Merging mythical creatures with human forms, flowers and landscapes, Kerwick’s imaginative work challenges the normal constraints of both adulthood and the art world. He currently has a solo exhibition at the Thyssen Museum, Madrid, and has exhibited internationally.

Paintings by Johnny Abrahams:
Deceptively simple, Abrahams' paintings present a unique vocabulary of satisfying meditative yet rhythmic shapes rendered with a rich texture which plays strongly with the negative space of the raw canvas.

The relationships between the symbols that are Abraham’s alphabet are dependent on nothing other than themselves. There is a sense of musicality to the compositions which convey rhythm, phasing and cadence with an unmistakable melodic character. In series, they intend to set the viewer up with both theme and variant, creating a simultaneous sense of both comfort and dissonance, hinting at a never realised pattern.
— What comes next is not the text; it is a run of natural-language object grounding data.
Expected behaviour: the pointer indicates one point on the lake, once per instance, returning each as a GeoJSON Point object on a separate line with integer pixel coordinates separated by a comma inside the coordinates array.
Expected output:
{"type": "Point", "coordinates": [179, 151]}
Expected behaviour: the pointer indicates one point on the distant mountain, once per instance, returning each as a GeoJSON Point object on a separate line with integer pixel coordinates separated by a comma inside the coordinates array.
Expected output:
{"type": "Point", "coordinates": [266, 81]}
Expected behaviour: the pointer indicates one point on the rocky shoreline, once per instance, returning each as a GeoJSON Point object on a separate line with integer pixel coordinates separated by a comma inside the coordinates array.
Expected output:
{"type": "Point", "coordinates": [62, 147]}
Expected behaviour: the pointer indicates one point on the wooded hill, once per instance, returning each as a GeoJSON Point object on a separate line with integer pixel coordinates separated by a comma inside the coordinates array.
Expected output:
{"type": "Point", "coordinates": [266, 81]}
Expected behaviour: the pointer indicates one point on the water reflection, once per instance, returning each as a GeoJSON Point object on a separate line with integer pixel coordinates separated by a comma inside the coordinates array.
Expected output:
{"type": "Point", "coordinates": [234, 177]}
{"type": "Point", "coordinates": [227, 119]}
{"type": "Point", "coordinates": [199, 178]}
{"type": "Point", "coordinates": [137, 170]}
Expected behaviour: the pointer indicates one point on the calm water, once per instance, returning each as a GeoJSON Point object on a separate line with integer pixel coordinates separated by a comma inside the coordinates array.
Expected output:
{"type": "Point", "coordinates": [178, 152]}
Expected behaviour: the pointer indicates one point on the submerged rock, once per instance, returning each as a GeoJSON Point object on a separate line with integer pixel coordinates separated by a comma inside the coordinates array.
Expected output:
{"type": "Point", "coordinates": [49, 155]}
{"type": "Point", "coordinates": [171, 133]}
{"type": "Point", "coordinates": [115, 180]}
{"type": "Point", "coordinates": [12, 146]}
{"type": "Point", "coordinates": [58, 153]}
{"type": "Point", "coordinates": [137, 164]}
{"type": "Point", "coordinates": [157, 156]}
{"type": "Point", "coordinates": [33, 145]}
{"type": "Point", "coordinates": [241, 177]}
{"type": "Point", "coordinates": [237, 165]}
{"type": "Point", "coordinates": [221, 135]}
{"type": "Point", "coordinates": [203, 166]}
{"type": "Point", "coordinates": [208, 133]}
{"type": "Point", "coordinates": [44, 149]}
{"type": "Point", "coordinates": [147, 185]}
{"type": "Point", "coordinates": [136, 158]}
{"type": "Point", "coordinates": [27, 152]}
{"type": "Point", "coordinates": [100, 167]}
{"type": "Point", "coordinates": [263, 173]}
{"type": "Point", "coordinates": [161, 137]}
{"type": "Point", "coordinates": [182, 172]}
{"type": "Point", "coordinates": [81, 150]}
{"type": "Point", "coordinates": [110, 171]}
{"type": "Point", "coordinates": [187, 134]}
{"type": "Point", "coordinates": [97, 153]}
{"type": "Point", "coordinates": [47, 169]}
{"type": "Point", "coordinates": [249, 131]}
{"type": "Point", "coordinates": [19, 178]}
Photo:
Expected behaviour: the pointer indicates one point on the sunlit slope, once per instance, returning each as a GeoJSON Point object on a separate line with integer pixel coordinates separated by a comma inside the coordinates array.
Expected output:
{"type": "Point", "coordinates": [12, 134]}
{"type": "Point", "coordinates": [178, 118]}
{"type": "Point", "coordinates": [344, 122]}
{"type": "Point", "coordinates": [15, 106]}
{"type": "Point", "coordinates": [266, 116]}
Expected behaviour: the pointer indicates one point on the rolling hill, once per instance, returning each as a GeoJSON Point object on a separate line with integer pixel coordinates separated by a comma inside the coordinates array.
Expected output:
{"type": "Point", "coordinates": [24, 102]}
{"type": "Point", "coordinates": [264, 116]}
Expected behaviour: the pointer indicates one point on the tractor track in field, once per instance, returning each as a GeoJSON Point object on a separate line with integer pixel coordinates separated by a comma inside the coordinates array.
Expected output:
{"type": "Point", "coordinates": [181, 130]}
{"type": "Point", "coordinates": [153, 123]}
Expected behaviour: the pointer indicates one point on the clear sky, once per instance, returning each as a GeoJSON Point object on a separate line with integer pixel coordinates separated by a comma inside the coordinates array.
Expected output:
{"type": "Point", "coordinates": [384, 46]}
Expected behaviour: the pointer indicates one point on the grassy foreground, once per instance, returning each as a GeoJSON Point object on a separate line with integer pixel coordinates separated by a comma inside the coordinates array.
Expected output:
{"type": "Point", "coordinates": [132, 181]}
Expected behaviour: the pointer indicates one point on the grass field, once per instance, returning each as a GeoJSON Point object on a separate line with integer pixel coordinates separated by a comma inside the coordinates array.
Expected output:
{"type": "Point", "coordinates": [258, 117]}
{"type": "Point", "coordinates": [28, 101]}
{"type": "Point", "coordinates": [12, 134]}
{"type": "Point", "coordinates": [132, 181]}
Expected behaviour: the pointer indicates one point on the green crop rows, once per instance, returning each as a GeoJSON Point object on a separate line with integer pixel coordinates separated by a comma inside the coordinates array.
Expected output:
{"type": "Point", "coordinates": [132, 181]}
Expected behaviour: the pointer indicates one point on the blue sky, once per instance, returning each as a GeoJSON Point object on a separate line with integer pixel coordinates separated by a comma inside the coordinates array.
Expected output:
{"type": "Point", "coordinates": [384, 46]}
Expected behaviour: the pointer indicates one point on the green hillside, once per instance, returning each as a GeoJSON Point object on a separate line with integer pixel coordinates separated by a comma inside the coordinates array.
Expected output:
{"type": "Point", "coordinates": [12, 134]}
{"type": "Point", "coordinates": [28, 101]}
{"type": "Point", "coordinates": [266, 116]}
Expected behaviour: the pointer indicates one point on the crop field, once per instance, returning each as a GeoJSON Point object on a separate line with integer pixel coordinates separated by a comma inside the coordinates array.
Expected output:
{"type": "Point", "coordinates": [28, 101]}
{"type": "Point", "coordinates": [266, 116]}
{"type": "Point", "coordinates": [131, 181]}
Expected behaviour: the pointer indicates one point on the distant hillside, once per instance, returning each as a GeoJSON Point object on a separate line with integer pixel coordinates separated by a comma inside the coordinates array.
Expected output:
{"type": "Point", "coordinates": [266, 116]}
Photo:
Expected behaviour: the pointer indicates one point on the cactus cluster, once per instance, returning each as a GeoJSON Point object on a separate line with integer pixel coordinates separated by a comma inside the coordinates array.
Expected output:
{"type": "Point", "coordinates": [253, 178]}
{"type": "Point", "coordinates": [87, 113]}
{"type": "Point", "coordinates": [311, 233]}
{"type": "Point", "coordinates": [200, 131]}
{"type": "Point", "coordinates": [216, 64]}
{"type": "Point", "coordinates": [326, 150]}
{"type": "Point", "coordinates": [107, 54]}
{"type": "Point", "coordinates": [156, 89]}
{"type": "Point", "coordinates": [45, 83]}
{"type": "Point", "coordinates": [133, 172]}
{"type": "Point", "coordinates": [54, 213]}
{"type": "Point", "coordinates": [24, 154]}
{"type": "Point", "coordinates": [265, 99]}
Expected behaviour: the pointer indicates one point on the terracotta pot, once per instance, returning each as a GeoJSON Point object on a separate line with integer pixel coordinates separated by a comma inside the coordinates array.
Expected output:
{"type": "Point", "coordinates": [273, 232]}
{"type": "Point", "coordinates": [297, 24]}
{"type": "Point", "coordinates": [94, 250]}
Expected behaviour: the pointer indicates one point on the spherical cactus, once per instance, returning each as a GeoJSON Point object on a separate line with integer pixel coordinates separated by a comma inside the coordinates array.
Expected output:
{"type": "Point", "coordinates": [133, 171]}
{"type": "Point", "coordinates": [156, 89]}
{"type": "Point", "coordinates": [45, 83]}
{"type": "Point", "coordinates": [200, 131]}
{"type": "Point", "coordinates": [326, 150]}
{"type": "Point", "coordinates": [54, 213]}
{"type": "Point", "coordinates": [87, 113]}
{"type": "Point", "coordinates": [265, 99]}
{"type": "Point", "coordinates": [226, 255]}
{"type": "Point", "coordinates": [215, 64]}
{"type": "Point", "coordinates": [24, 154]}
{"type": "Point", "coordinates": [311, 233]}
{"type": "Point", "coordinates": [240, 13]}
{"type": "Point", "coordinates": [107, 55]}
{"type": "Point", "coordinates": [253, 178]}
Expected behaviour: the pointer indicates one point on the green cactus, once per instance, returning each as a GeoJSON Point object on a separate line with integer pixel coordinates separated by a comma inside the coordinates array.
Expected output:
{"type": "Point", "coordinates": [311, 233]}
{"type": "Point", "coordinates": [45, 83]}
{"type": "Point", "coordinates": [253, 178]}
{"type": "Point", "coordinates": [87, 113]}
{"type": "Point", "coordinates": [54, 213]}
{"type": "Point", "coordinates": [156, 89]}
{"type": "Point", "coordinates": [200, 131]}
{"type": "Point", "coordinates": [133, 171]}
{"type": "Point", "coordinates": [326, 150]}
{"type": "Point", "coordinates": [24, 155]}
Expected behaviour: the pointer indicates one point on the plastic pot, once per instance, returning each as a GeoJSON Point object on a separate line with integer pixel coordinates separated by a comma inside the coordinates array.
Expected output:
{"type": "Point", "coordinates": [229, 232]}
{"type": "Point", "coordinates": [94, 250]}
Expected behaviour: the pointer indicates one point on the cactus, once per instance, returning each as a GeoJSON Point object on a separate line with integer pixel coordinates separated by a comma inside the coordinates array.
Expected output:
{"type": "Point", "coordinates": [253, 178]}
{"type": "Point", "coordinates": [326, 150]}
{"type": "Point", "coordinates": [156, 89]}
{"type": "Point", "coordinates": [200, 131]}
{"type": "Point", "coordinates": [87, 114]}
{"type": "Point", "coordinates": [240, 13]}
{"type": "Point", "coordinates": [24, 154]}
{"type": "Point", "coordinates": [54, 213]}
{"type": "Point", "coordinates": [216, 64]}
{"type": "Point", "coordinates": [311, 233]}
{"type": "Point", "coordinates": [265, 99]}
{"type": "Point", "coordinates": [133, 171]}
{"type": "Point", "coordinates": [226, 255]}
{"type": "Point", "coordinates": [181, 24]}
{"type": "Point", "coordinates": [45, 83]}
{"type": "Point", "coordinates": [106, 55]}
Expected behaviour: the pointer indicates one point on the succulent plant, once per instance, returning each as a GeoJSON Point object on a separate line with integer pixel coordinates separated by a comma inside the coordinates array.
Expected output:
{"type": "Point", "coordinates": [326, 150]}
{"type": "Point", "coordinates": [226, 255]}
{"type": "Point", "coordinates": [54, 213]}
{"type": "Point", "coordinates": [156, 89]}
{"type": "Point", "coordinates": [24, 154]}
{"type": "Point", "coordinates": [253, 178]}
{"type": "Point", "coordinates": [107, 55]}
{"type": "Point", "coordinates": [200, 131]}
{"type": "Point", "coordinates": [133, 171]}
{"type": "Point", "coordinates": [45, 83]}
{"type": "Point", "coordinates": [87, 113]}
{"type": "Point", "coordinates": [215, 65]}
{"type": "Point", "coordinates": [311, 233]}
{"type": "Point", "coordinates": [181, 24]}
Abrahams craves a sense of balance without symmetry. The composition of each painting serves as an introduction to an overall pattern the viewer has only partial access to, suggesting a melody and then deviating from it, setting up a resolution and then arriving at an unexpected note. The forms within the compositions and the variations between individual paintings are experienced in the way microtones are experienced by a musician departing from a twelve-tone scale. The shapes seem familiar yet slightly askew and this is where the tension and drama are created, as they reference and avoid his self imposed structures. This play of chance reflects the artist's interest in the meeting of atoms; the contact between paint and canvas exacting a game of destiny.
 
Paintings by Samuel Bassett:
Samuel Bassett is a British artist living and working in Cornwall, where his family line has long existed as part of the fishing and mining communities. Living in a small, rural community in Penwith, near Penzance in Cornwall, hos work is intensely personal. The paintings reflect and document his multi-layered, psychological, and physical experiences within his community, and his journeys both physical and mental over the last the last few years.
 
His move from St Ives has offered a slower, more contemplative existence and the subsequent narratives take in the vagaries of general village life. Time stretches, with figures observed across weeks; people praying, walking, swimming, urinating in fields, picking crops, and clearing land. Yet all the time snippets of past memories come back to infiltrate this calm. Each painting seems to include many chapters of a story, mixed with quotes from the past and present.